Polémique autour d'un virus de la grippe H1N1 ultra-virulent créé en laboratoire
Afin de développer des vaccins plus efficaces contre la grippe saisonnière et une gamme plus large de potentielles souches virales, le Pr Yoshihiro Kawaoka et ses collègues de l'Université de Wisconsin-Madisson ont réussi à créer une nouvelle version du virus H1N1, plus dangereuse et plus contagieuse car elle serait capable d'échapper au système immunitaire du corps humain et même au vaccin existant. Les chercheurs veulent anticiper, en les reproduisant en laboratoire, les possibles mutations naturelles du virus qui pourraient devenir une menace pour l'Homme.

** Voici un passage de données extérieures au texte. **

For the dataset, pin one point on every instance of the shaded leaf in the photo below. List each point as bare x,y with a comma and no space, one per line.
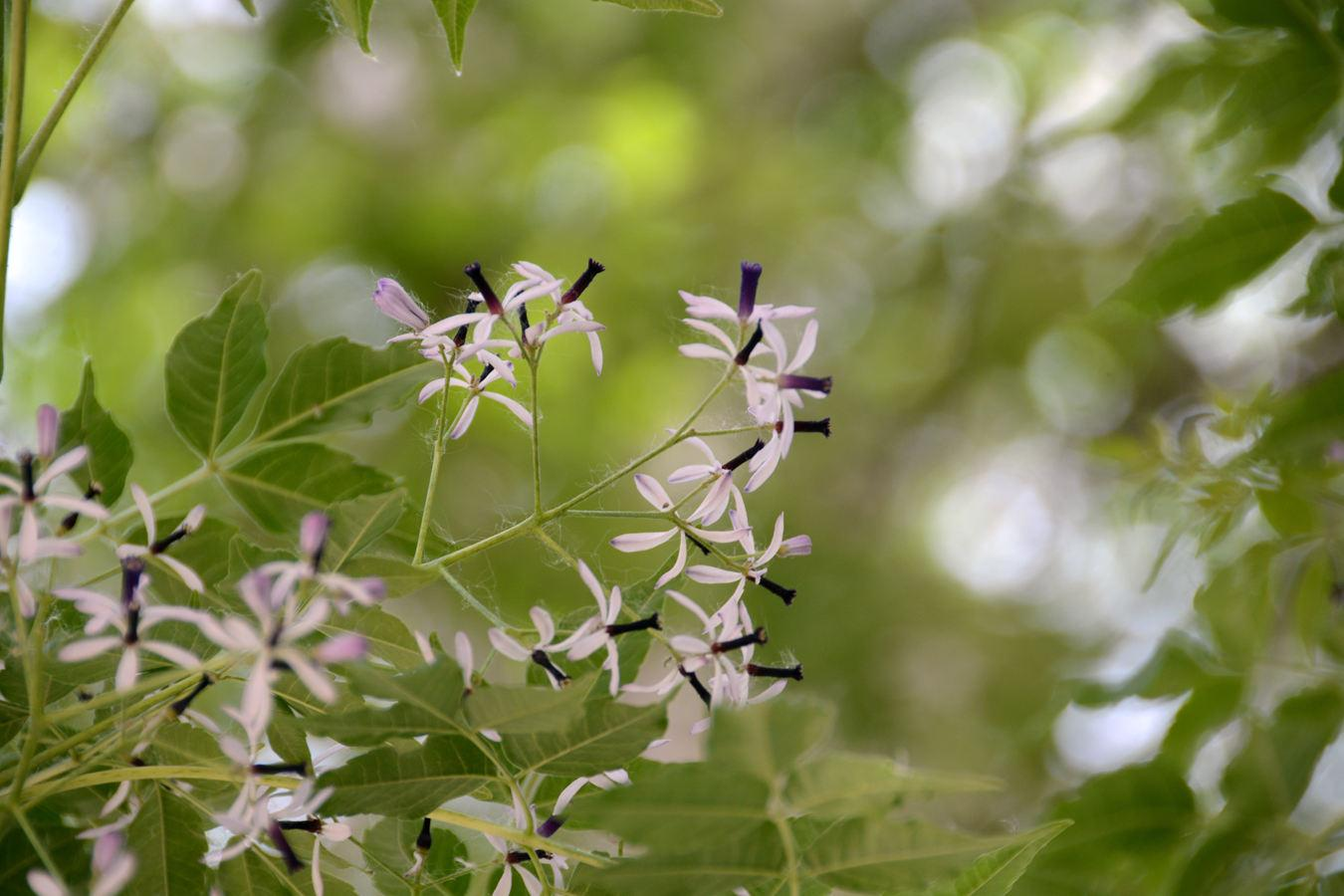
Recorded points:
279,484
1216,253
336,384
407,784
88,423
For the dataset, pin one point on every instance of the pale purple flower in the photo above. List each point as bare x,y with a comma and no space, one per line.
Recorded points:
719,476
156,549
602,629
634,542
395,303
476,388
570,315
542,648
112,865
602,781
31,492
130,618
753,569
275,639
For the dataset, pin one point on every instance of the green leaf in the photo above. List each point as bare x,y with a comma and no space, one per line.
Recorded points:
398,576
997,873
519,711
1277,104
844,784
1216,254
390,848
386,634
765,741
279,484
88,423
426,704
1270,774
878,854
168,840
453,15
695,7
752,860
609,735
407,784
353,15
215,364
336,384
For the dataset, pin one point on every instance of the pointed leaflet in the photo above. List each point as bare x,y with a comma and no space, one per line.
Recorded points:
279,484
406,784
353,15
168,838
453,15
215,364
88,423
336,384
998,872
427,703
696,7
609,735
1217,253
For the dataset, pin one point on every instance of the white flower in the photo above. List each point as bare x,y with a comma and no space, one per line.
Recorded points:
570,315
312,543
602,629
130,617
634,542
753,569
156,549
112,865
476,388
541,650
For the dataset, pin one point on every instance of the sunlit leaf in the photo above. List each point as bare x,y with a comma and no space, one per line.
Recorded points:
407,784
88,423
1216,253
215,364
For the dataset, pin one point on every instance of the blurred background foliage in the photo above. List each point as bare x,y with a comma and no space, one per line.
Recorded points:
1052,545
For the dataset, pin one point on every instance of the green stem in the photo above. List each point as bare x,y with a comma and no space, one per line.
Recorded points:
38,845
537,443
440,430
29,158
16,50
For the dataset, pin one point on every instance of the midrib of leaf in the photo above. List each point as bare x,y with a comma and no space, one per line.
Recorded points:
394,496
584,742
223,375
359,389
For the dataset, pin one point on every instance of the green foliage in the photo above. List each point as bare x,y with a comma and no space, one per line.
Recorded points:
215,365
277,485
407,781
1216,253
110,449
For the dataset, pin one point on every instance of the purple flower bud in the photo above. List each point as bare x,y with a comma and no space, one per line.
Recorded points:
312,535
746,297
395,303
49,423
342,648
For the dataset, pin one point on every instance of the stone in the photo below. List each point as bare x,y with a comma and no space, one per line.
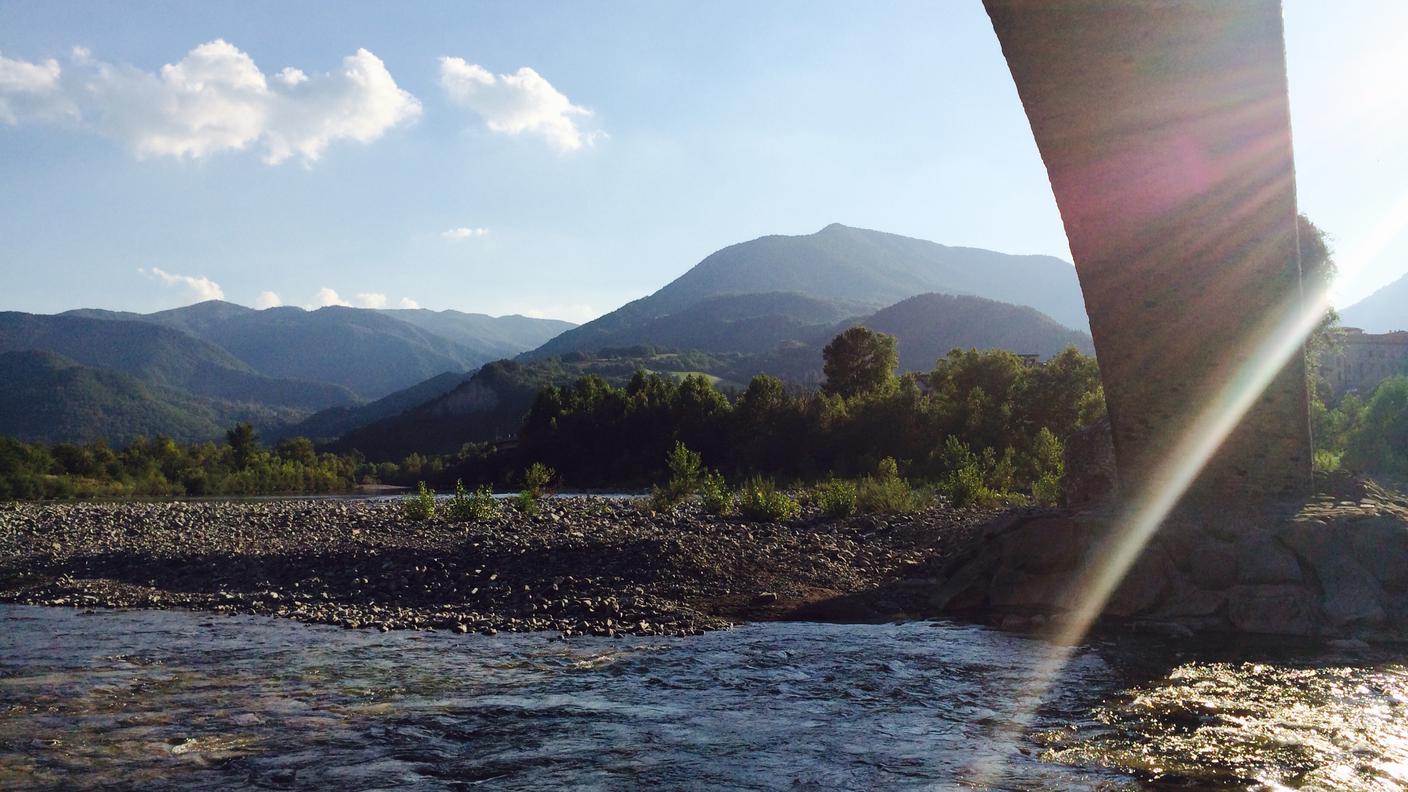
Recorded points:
1272,610
1263,560
1024,591
1312,540
1090,467
1145,582
1350,595
1042,544
965,591
1186,601
1212,565
1380,546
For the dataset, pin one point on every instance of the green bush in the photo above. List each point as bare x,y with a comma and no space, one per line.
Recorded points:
886,492
420,506
837,498
686,471
761,500
472,508
1048,491
525,502
714,493
535,486
537,479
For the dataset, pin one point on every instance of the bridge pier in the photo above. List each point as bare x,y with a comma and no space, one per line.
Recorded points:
1165,128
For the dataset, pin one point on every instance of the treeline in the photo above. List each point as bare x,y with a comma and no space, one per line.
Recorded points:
989,415
1365,436
161,467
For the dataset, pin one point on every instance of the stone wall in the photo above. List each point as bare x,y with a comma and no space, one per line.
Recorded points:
1336,568
1363,360
1165,130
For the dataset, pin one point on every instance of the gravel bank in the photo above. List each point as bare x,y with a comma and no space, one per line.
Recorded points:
583,565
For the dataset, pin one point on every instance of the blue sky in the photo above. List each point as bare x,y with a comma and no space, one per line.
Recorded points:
644,137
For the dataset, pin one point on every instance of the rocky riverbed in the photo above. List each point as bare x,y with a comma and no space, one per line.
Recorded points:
583,565
1334,567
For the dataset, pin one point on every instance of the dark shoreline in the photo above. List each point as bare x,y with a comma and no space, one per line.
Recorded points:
585,565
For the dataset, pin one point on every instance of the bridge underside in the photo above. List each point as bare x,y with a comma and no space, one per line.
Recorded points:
1165,128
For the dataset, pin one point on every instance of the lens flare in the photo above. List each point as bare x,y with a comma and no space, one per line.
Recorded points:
1277,340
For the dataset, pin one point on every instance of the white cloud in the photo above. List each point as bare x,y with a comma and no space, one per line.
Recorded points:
214,99
327,298
517,103
197,289
33,92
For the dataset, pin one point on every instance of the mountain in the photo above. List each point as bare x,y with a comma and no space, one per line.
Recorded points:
1386,310
49,398
161,357
730,323
492,403
492,336
853,269
334,422
928,326
371,353
487,406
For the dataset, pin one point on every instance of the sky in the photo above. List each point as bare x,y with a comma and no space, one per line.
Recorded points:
563,158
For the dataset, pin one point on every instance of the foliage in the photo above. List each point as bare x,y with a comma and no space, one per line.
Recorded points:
537,479
886,492
714,495
761,502
837,498
420,506
472,508
686,469
525,502
966,484
159,467
859,361
1048,468
1379,444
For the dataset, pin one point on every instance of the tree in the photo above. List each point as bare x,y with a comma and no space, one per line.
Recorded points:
242,444
1317,274
860,361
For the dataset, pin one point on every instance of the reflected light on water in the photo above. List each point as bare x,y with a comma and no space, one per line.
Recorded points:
1279,337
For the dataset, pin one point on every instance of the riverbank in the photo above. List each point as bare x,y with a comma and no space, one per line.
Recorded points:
583,565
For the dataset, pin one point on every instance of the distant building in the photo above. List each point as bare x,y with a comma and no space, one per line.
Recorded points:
1363,360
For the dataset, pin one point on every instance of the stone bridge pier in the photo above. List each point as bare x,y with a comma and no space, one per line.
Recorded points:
1165,128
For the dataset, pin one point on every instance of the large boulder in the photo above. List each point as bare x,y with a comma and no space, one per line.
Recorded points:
1090,467
1263,560
1272,609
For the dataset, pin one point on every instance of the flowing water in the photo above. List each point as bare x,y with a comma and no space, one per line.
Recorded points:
187,701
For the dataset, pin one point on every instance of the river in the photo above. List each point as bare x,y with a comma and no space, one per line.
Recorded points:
186,701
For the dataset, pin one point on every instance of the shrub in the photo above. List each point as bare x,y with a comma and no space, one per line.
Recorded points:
1048,468
837,498
535,485
714,493
1327,461
886,492
537,479
686,477
761,500
1048,491
468,508
420,506
525,502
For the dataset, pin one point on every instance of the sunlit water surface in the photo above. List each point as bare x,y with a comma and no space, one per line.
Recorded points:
186,701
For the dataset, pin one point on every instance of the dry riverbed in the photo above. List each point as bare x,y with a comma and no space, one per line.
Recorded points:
583,565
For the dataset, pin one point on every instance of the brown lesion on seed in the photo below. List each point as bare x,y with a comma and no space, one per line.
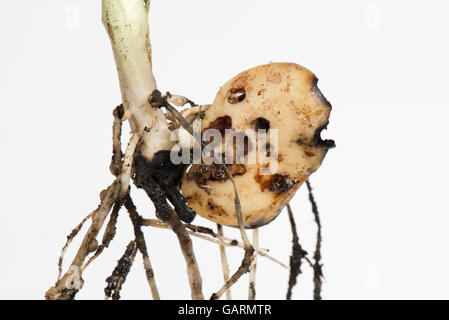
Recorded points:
216,208
202,174
221,124
277,183
236,95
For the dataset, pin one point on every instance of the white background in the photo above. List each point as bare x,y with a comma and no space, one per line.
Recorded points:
382,192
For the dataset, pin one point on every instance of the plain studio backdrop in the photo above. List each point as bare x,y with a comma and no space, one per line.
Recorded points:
382,193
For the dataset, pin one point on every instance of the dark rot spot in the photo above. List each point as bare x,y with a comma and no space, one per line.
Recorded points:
241,143
262,124
221,124
261,222
236,95
268,149
201,174
215,208
319,142
317,92
278,183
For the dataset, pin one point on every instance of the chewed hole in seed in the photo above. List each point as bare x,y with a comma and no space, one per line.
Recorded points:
261,124
236,95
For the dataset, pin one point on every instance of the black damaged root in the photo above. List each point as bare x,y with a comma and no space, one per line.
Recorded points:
160,179
118,276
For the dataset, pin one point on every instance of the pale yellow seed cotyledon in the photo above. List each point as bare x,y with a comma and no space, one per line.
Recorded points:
274,96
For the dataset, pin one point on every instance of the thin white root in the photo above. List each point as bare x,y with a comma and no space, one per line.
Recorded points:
125,177
215,238
69,241
224,262
253,268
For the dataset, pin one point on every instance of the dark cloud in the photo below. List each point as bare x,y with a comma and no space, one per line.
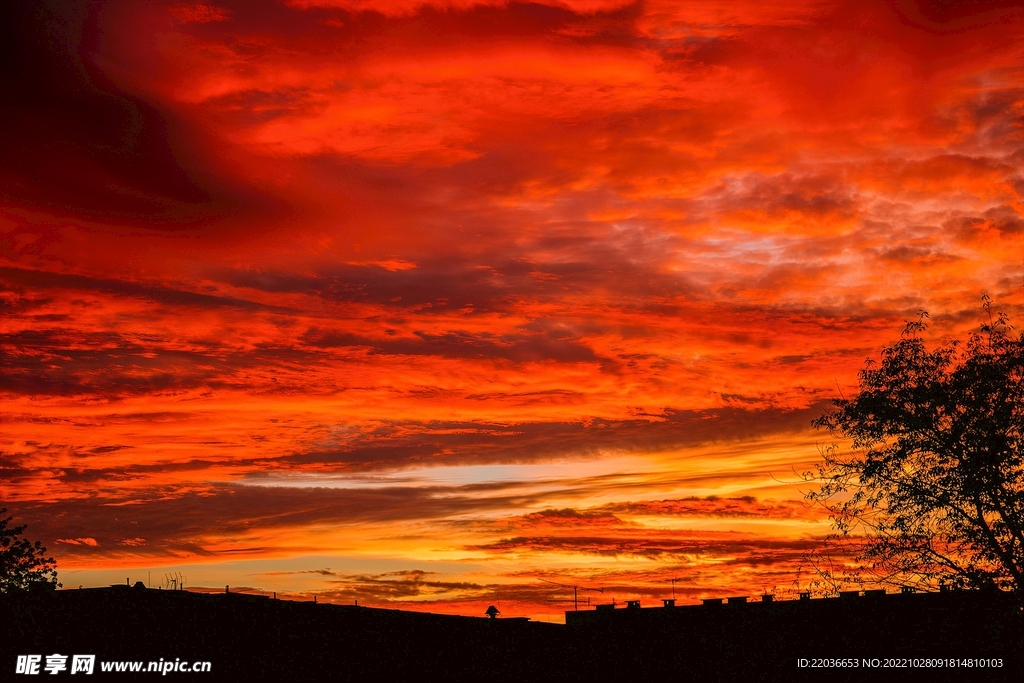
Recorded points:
34,281
71,139
648,544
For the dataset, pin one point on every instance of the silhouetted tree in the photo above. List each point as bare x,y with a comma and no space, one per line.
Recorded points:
23,564
932,492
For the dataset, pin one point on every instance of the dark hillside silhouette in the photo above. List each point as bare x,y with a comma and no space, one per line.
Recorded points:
255,638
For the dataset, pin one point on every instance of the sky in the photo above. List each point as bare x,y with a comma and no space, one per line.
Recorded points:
446,303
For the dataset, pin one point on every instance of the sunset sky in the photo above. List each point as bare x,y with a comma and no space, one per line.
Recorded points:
436,304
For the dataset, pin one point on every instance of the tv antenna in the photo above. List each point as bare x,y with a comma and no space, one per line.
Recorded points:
576,589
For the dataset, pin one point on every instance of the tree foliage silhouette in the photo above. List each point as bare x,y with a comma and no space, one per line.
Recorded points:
932,492
24,564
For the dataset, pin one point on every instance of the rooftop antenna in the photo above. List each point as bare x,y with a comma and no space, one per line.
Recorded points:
576,589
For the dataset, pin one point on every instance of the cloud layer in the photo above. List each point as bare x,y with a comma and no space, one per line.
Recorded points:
552,289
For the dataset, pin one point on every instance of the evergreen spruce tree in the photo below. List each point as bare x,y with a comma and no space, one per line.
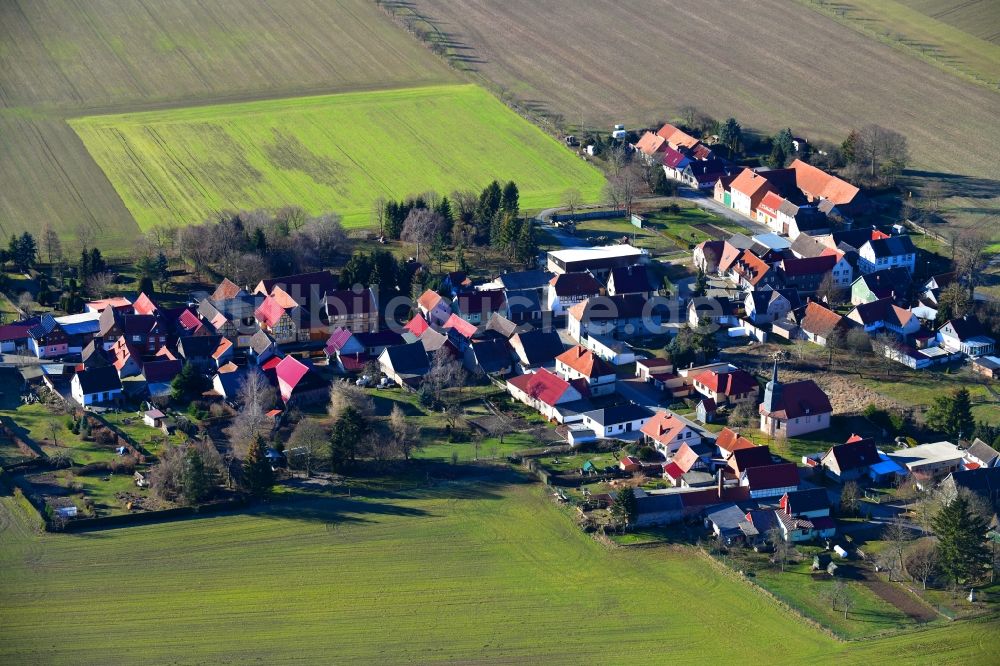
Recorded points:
510,202
195,482
257,475
961,535
625,507
347,434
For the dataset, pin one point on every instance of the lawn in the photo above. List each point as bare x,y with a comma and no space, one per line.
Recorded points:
920,387
36,421
454,573
489,447
326,153
869,615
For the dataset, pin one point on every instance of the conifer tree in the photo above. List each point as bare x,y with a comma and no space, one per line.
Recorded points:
257,475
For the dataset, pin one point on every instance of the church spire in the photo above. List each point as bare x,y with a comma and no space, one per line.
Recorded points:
772,392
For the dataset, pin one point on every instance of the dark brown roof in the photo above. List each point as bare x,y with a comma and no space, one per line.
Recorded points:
575,284
742,459
855,455
801,398
820,320
772,476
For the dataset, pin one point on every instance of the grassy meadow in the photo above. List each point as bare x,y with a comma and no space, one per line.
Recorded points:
786,64
326,153
485,571
60,59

Pour en arriver là, les scientifiques ont sélectionné les souches du virus qui s'étaient montrées les plus résistantes lors de la pandémie de 2009. Ils ont ensuite réalisé des manipulations génétiques et répété l'opération jusqu'à obtenir une souche particulièrement douée pour échapper aux anticorps fabriqués par le corps humain. Ceci leur aurait permis d'identifier les changements se produisant dans les hémagglutinines, des protéines présentes à la surface des virus de la grippe qui leur permettent de s'attacher à un récepteur des cellules qu'ils infectent. C'est notamment à cause de ces protéines que le vaccin contre la grippe saisonnière doit être renouvelé tous les ans.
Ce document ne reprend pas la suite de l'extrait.